Device offline for over an hour

Hi,

One of our remote devices has gone offline this morning. We last received a message at 8:04am. I’m just wondering if there is any sort of way that we can diagnose what may have caused this? I had to turn off device logs due to the fact that it used around 1.75GB of data in 4 days, we have another device that is connected to the same network that is online.

These devices are on the other side of the country to me so there is no way to get to them to reset them etc.

Can anyone help?

Hi @GregorR1,

Are you still experiencing this issue? Have your devices come back online?

If they are still offline, my next question is: Do you have another but online device on the same network as this offline device?

We could use such an online device as a proxy to connect to the offline device.

Finally, if you could pass us the UUID (seen on the device dashboard url), we could check the logs on our end to see if there anything useful (if UUID is sensitive for some reason, like you enabled public device url, feel free to pass it to us via private message here).

@gelbal Hi, our device is still offline. We do have another device that is online on the same network.

The UUID of the offline device is 945f7f8a2e99218efddae054005ccbcb. I have enabled support access to our application.

@GregorR1 hello again. I used the online device under the same application to connect to the offline device but I’m not able to connect. I checked our VPN logs coming from the offline device and I only see the last disconnect event. So there is not much we could see on our end.

At this point, we need physical access as the device looks completely offline. Is there a chance to retrieve the device somehow?

Or a power cycle might bring it back. Then we might lose the logs if there is no persistent logging enabled.

The device is currently on a rooftop across the country - if we need to manually retrieve it then it could be a few days minimum. When we go to retrieve it, we will swap the sd card and bring the current one back to our office where we can bring it online and try and see what caused this.

Sounds like a good plan. Let us know how it goes and if we could help further once you have the logs. Cheers…

Hi @gelbal, the device appears to have brought itself back online last night. Would there be any way to tell what caused it to go offline in the first place?

Thanks,
Gregor

Hi, did it come back online just now since October 22nd?
If you enable persistent logging, we might be able to check the logs (after enabling support access and sharing the device dashboard link) if this ever happens again.
Be aware though that if this doesn’t happen, the logs will just accumulate and you’re better off keeping it disabled.

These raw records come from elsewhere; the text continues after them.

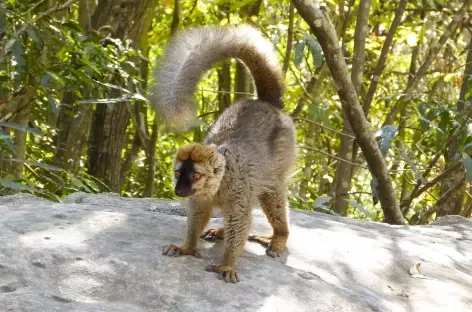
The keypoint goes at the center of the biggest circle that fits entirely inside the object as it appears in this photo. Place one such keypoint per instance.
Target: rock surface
(103, 253)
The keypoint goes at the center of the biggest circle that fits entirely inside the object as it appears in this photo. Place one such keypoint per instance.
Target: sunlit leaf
(32, 33)
(18, 53)
(432, 4)
(7, 139)
(20, 128)
(56, 77)
(411, 39)
(374, 187)
(17, 185)
(360, 208)
(321, 201)
(299, 48)
(467, 166)
(73, 25)
(53, 103)
(386, 133)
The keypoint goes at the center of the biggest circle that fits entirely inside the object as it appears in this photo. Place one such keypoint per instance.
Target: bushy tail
(192, 52)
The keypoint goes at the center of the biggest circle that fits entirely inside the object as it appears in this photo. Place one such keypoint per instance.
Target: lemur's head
(198, 170)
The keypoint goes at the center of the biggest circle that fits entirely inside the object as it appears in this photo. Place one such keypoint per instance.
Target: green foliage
(60, 69)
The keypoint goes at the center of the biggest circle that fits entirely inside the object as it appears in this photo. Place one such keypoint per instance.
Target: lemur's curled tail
(192, 52)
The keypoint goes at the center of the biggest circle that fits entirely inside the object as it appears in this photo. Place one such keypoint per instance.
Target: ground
(103, 253)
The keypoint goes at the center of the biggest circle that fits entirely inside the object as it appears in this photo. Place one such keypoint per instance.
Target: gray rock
(103, 253)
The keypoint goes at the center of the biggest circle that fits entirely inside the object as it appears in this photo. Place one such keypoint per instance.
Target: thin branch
(40, 16)
(325, 127)
(333, 156)
(442, 176)
(383, 56)
(415, 193)
(430, 57)
(323, 29)
(288, 52)
(426, 215)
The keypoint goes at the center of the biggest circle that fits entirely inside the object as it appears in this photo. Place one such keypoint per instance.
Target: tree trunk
(344, 171)
(454, 204)
(109, 122)
(321, 26)
(22, 118)
(73, 121)
(152, 142)
(224, 86)
(308, 162)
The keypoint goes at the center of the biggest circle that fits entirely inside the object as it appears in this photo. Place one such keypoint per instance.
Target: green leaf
(9, 44)
(414, 219)
(17, 185)
(45, 80)
(85, 79)
(32, 33)
(321, 201)
(52, 102)
(73, 25)
(432, 4)
(386, 133)
(56, 78)
(319, 114)
(360, 208)
(316, 50)
(299, 47)
(468, 167)
(374, 187)
(21, 128)
(42, 165)
(18, 53)
(468, 148)
(8, 141)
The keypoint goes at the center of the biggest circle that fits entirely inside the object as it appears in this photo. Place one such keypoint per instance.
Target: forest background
(74, 114)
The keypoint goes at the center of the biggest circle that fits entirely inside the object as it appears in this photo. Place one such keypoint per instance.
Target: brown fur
(246, 159)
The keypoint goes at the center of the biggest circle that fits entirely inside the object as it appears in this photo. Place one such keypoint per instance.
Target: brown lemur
(248, 155)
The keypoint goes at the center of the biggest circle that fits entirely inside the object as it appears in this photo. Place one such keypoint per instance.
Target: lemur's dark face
(198, 170)
(186, 176)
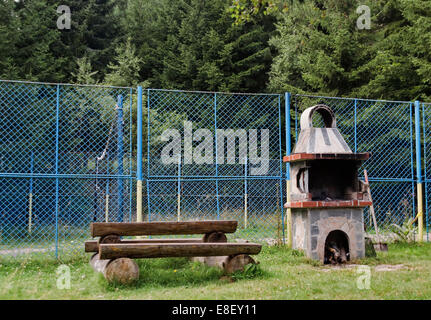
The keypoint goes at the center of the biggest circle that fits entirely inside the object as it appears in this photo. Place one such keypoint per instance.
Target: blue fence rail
(71, 155)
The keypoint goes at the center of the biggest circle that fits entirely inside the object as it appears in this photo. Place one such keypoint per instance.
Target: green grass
(282, 274)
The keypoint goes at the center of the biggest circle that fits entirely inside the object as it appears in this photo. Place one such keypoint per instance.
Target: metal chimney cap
(327, 114)
(327, 140)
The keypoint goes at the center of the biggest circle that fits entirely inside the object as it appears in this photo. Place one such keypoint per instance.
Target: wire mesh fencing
(65, 161)
(216, 156)
(68, 158)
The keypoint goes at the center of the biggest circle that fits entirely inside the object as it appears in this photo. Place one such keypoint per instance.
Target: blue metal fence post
(148, 155)
(57, 138)
(287, 101)
(131, 177)
(120, 155)
(139, 158)
(216, 157)
(425, 170)
(356, 125)
(30, 196)
(419, 170)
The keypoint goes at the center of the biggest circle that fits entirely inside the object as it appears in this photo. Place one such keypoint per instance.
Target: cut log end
(122, 271)
(229, 264)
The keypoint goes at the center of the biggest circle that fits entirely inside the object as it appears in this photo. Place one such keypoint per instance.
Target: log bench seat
(113, 256)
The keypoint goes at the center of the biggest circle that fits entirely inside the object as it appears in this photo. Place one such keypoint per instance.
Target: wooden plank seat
(162, 228)
(113, 256)
(171, 250)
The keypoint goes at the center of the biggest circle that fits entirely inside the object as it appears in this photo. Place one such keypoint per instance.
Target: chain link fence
(65, 161)
(67, 158)
(216, 156)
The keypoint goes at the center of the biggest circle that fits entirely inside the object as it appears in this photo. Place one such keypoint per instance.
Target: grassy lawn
(285, 274)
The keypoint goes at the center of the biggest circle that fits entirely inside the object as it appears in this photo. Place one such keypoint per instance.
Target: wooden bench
(113, 255)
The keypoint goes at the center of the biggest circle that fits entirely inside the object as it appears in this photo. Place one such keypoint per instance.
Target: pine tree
(8, 27)
(85, 73)
(125, 71)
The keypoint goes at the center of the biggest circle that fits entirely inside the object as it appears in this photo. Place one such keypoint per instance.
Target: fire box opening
(337, 248)
(331, 180)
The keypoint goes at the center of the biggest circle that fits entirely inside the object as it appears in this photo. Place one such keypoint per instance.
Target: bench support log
(122, 270)
(165, 250)
(229, 264)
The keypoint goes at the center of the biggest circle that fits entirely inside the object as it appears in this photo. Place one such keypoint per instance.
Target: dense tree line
(309, 46)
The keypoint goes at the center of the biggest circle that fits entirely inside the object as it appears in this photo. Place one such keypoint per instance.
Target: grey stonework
(310, 228)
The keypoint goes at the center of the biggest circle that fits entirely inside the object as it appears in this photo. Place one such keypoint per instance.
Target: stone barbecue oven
(326, 197)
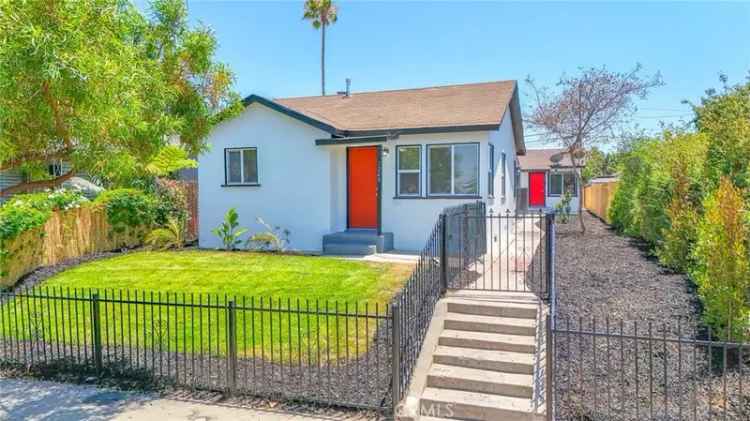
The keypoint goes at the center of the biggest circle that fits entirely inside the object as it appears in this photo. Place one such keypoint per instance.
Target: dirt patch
(646, 359)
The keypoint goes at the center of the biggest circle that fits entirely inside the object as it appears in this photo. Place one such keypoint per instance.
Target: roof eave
(291, 113)
(423, 130)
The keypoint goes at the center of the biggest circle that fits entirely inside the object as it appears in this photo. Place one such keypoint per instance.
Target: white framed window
(409, 170)
(491, 174)
(55, 169)
(453, 169)
(562, 182)
(241, 166)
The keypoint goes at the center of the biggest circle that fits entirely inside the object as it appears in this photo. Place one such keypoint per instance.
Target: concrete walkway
(24, 399)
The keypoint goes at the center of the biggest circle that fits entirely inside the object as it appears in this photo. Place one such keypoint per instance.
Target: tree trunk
(579, 181)
(323, 60)
(36, 185)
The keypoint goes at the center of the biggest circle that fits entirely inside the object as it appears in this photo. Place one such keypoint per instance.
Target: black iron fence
(498, 252)
(616, 370)
(316, 351)
(413, 307)
(359, 355)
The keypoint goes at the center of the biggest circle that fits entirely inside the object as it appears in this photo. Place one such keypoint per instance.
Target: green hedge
(687, 194)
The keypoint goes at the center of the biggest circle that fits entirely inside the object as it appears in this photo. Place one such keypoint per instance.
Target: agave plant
(229, 232)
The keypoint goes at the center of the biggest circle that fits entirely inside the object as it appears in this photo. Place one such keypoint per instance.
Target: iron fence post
(231, 347)
(443, 252)
(396, 358)
(549, 249)
(96, 332)
(550, 372)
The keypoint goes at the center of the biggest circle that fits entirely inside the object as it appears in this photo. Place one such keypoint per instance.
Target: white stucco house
(364, 171)
(545, 176)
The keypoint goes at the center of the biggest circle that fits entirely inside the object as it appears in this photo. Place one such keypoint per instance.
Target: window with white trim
(453, 169)
(241, 166)
(562, 182)
(409, 170)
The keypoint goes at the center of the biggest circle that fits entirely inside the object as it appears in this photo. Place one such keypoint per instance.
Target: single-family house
(545, 176)
(358, 172)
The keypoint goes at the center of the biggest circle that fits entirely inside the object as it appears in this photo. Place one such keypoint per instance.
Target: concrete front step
(482, 381)
(488, 341)
(349, 249)
(507, 362)
(489, 308)
(456, 404)
(350, 241)
(490, 324)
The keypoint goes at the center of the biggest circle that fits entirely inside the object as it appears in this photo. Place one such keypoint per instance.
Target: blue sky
(391, 45)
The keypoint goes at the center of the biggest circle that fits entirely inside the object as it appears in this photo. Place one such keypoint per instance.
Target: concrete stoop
(482, 367)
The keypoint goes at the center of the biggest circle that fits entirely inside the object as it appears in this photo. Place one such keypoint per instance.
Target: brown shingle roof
(476, 104)
(539, 159)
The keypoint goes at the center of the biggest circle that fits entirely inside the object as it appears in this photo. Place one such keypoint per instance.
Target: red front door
(536, 188)
(363, 187)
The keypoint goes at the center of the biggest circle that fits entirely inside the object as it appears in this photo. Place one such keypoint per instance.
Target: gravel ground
(317, 390)
(648, 373)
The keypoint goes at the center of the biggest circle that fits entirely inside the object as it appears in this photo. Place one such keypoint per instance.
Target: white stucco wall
(303, 187)
(504, 141)
(294, 175)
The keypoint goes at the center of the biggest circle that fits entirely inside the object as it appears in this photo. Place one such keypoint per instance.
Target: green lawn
(207, 277)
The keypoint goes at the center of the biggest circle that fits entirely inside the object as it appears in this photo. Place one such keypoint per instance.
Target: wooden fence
(66, 235)
(598, 196)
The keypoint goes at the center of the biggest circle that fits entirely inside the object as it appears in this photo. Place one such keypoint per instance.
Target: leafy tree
(586, 108)
(99, 85)
(321, 13)
(170, 159)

Yes it’s just came back online after about 2 weeks. I’ll enable support access and share the dashboard link. If you’d be able to take a look that would be brilliant.

Sorry one more thing - I didn’t mention that persistent logging is useful in case the device reboots (as logs are then cleared) - if it didn’t reboot, we can still take a look with just support access. Don’t enable persistent logging for now

Hi, I’ve granted support access. The UUID is 945f7f8a2e99218efddae054005ccbcb

Hi, I’ve had a look at this device and our logs and I can’t see anything that stands out (the device logs specifically are empty). If you enable persistent logging we may be able to further diagnose if this happens again but for now we cannot tell much.

Alright, no worries. Does the persistant logging just log any events to the devices local storage? We had an issue with the Logs using a very large amount of data.

Persistent logs store the last 8MB of journal to the device’s state partition (although this is due to change in a future release to 32MB on the data partition). BalenaOS should never fill up your filesystem with logs, if it has done so this is a bug which we will need to look into.

Ahh right I understand. The issue I had was to do with the dashboard logs, not the persistent logs. Sorry for the misunderstanding.

Ah I see, you can set RESIN_SUPERVISOR_LOG_CONTROL=false to disable log delivery if bandwidth is a concern.

There are actually a few options available to reduce bandwidth consumption, more information is available in our docs here.

Thanks for the URL, I think that’s the one I read before. I had gotten help at the time and managed to fix it - I just got confused between Dashboard Logs and the Persistent Logs you were talking about. I’ll turn on the persistent logs justnow as it would be very helpful to be able to work out what caused any particular device to go offline.

Hi All,

The device appears to have gone offline again last night. I have persistent logging enabled this time so hopefully we will be able to tell what has gone wrong! I’ve enabled support access to my application if anyone would be able to take a look and see if they can access it through the other device on the network.

The UUID of the offline device is 945f7f8a2e99218efddae054005ccbcb

Thanks,
Gregor

Hi Gregor, I tried to ssh into the offline device from the one that is online on the same network without success. This might mean the device is truly disconnected from the network or offline, so we can’t do much for now. In case the device comes back up, we will be able to investigate the logs at that point.